David Henderson
David Henderson, a poet, biographer, and a cofounder of the Umbra Poets Workshop, was born in Harlem, New York, on September 19, 1942. Henderson attended Bronx Community College, Hunter College, and The New School.
Central to the Black Arts Movement in the 1960s, Umbra was an influential collective of Black poets and writers, including Ishmael Reed, Calvin Hernton, Askia Touré, Norman Pritchard, Lorenzo Thomas and future Gathering of the Tribes founder Steve Cannon, who met in New York City’s Lower East Side from 1962 to 1965 to conduct readings and discuss political writing.

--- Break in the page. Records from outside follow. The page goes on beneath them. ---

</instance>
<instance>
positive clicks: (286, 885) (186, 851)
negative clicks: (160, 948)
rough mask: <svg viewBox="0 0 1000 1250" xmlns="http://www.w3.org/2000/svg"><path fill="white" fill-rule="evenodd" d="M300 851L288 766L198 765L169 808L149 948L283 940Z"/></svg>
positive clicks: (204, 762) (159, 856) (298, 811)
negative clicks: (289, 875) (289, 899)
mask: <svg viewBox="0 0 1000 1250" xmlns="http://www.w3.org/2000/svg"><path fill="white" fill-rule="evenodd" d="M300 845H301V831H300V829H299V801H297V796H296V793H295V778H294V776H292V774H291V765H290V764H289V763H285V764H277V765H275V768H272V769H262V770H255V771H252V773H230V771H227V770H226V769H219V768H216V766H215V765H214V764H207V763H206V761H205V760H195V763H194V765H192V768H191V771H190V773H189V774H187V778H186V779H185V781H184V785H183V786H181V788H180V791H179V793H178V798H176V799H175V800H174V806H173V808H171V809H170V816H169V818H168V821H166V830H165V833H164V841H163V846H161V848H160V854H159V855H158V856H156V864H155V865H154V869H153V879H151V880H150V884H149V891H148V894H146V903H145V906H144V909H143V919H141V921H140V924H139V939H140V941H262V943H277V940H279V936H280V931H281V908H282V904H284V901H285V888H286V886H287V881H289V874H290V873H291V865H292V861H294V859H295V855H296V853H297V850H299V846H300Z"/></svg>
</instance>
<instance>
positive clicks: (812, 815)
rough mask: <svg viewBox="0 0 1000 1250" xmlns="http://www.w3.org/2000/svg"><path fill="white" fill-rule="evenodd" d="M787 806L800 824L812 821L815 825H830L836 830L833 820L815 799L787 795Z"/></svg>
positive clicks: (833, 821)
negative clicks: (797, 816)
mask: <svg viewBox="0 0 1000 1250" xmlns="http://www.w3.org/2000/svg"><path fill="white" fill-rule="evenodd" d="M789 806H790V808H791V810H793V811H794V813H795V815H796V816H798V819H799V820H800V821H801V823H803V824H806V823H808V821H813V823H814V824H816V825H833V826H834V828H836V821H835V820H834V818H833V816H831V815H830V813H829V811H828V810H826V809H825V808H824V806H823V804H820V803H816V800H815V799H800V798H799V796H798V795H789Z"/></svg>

Umbra Poets Workshop established Umbra in 1963, a journal which stated in its first issue: “Umbra is not another haphazard ‘little literary’ publication. Umbra has a defined orientation: (1) the experience of being Negro, especially in America; and (2) that quality of human awareness often termed ‘social consciousness.’”
After moving to the West Coast in 1972, Henderson taught at the University Without Walls and then at both the University of California, Berkeley, and the University of California San Diego where he was involved with anti-draft protest movements during the Vietnam War. Through the 1980s and 1990s, Henderson was an esteemed lecturer at The New School, Long Island University, The Poetry Project, and Naropa University where he presented with Allen Ginsberg.
Henderson’s books include Neo-California (North Atlantic Books, 1998) and De Mayor of Harlem (E. P. Dutton, 1970). His first poetry collection, Felix of the Silent Forest, was published by Diane di Prima for Poets Press in 1967 with an introduction by Amiri Baraka.
Baraka wrote, “David Henderson’s poetry is the world echo, with the strength and if you are conscious, beauty of the place tone … These are local epics with the breadth that the emotional consciousness of a culture can make.”
Henderson later wrote the biography of Jimi Hendrix, ’Scuse Me While I Kiss the Sky: Jimi Hendrix: Voodoo Child (Atria Books, 2009). He lives in New York City.